Sebelumnya, Gunung Merapi erupsi 3 kali

Dilansir detikcom, Gunung Merapi erupsi tiga kali sejak kemarin hingga pagi tadi. Erupsi tersebut menghasilkan kolom masing-masing 1.000 meter hingga 5.000 meter.

Masing-masing erupsi itu terjadi pada 27 Maret 2020 pukul 10.46 WIB, pukul 21.46 WIB dan tanggal 28 Maret 2020 pukul 05.21 WIB. Seismograf merekam letusan dengan amplitudo masing-masing 40 mm dan 50 mm dengan durasi 180 detik.

BPPTKG mencatat letusan semalam dan pagi tadi murni erupsi berupa gas dan tidak ada awan panas.

“Tidak teramati adanya awan panas dari letusan ini. Sehingga VONA (Volcano Observatory Notice for Aviation) diterbitkan dengan kode warna Orange,” kata Kepala BPPTKG Hanik Humaida dalam keterangan tertulisnya, Sabtu (28/3/2020).
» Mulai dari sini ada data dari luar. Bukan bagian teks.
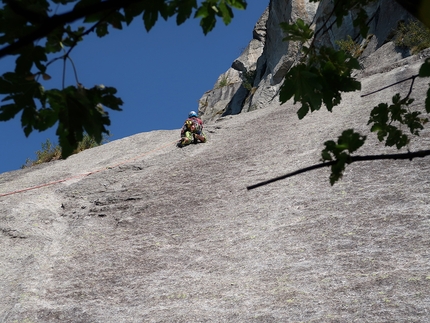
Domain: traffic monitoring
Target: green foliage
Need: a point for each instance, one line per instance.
(49, 152)
(322, 74)
(350, 46)
(341, 151)
(387, 119)
(320, 79)
(31, 31)
(413, 35)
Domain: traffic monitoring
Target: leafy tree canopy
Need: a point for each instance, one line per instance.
(323, 73)
(32, 31)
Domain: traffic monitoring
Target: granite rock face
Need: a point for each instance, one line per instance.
(256, 76)
(138, 230)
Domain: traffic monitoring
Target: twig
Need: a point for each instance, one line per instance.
(49, 24)
(409, 155)
(413, 77)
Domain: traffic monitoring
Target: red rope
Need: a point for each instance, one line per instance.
(86, 174)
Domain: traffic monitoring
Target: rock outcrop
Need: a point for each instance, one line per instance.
(138, 230)
(255, 77)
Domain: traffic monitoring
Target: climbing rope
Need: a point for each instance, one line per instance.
(87, 174)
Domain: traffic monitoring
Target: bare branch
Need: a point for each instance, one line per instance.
(408, 155)
(413, 77)
(49, 24)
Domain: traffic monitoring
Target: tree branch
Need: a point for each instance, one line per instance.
(409, 155)
(49, 24)
(413, 77)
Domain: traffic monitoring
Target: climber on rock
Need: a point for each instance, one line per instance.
(192, 131)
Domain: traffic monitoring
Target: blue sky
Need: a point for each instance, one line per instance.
(159, 75)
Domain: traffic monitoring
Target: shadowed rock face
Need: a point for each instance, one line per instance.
(138, 230)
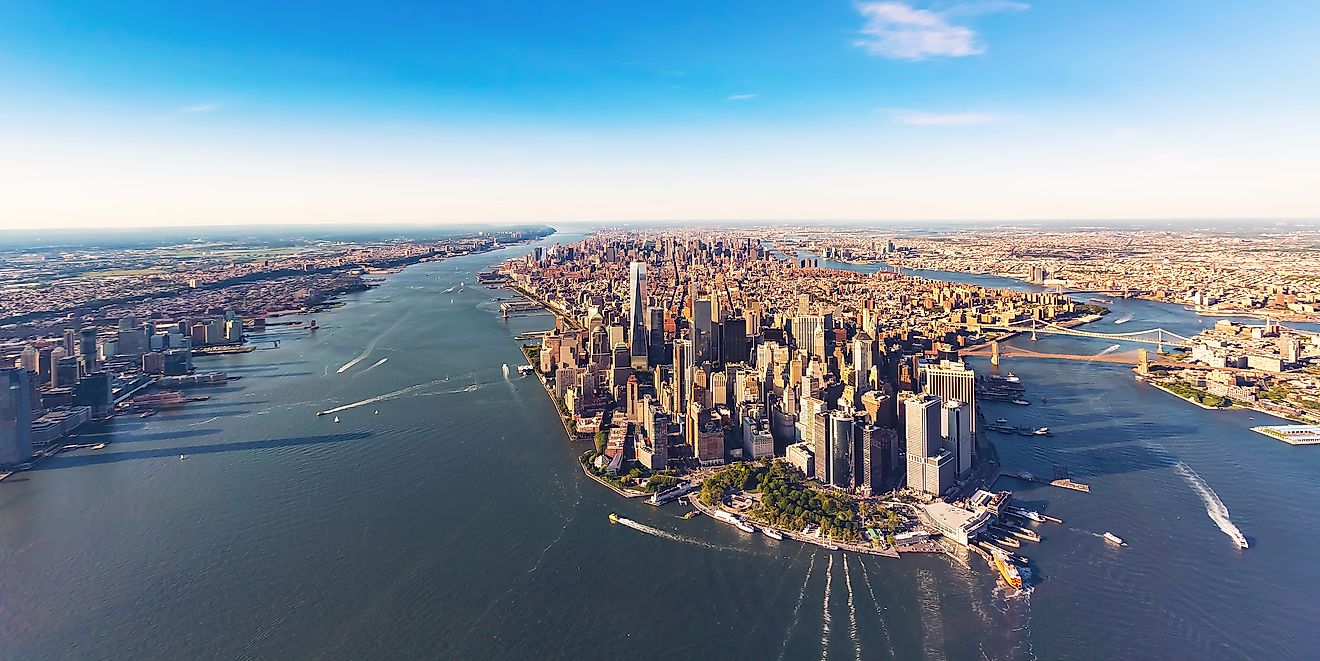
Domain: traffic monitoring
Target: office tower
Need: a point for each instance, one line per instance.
(956, 429)
(701, 329)
(636, 306)
(66, 372)
(29, 359)
(683, 374)
(94, 391)
(840, 438)
(952, 380)
(733, 339)
(862, 362)
(87, 347)
(929, 469)
(15, 416)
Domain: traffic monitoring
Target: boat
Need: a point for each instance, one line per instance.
(1006, 570)
(1027, 513)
Angin saat erupsi Gunung Merapi terjadi mengarah ke barat. Hujan abu tipis dilaporkan terjadi dalam radius 5 km dari puncak Merapi terutama pada sektor barat.

“Menjangkau wilayah kecamatan Krinjing, Kabupaten Magelang,” jelasnya.

Gunung merapi
Gunung merapi erupsi (sumber: cnnindonesia)

Hanik mencatat, seismisitas setelah erupsi tanggal 27 Maret 2020 pukul 10.46 WIB didominasi gempa LF yaitu sebanyak 24 kali, hembusan 11 kali, guguran 2 kali, dan MP 2 kali. Deformasi tidak menunjukkan perubahan yang signifikan.

“Data observasi ini menunjukkan bahwa menjelang letusan adanya fluida yang bergerak ke permukaan. Tetapi tekanan tidak cukup kuat karena material letusan didominasi oleh gas vulkanik,” ucapnya.

Lebih lanjut, Hanik menjelaskan rentetan tiga kali erupsi Gunung Merapi selama hampir 24 jam ini menandakan adanya pergerakan magma ke permukaan. Namun, pihaknya masih akan mengecek kembali berapa kecepatan magma yang ke permukaan.

“Ini kita indikasikan (magma) sudah menuju ke yang lebih dangkal karena tadi kita sampaikan dominasi kegempaan LF nya. Tapi akan kami pastikan kembali berapa kedalaman magma itu,” ungkapnya.

“Kejadian letusan semacam ini masih dapat terus terjadi sebagai indikasi bahwa suplai magma dari dapur magma masih berlangsung. Ancaman bahaya letusan ini berupa awanpanas dan lontaran material vulkanik dengan jangkauan kurang dari 3 kilometer,” pintanya.

Sejauh ini, dari pengamatannya belum ada perubahan yang signifikan terhadap deformasi kubah lava. Oleh karenanya dia mengimbau agar masyarakat tetap waspada dan mematuhi jarak aman yakni pada jarak lebih dari 3 kilometer dari puncak Gunung Merapi.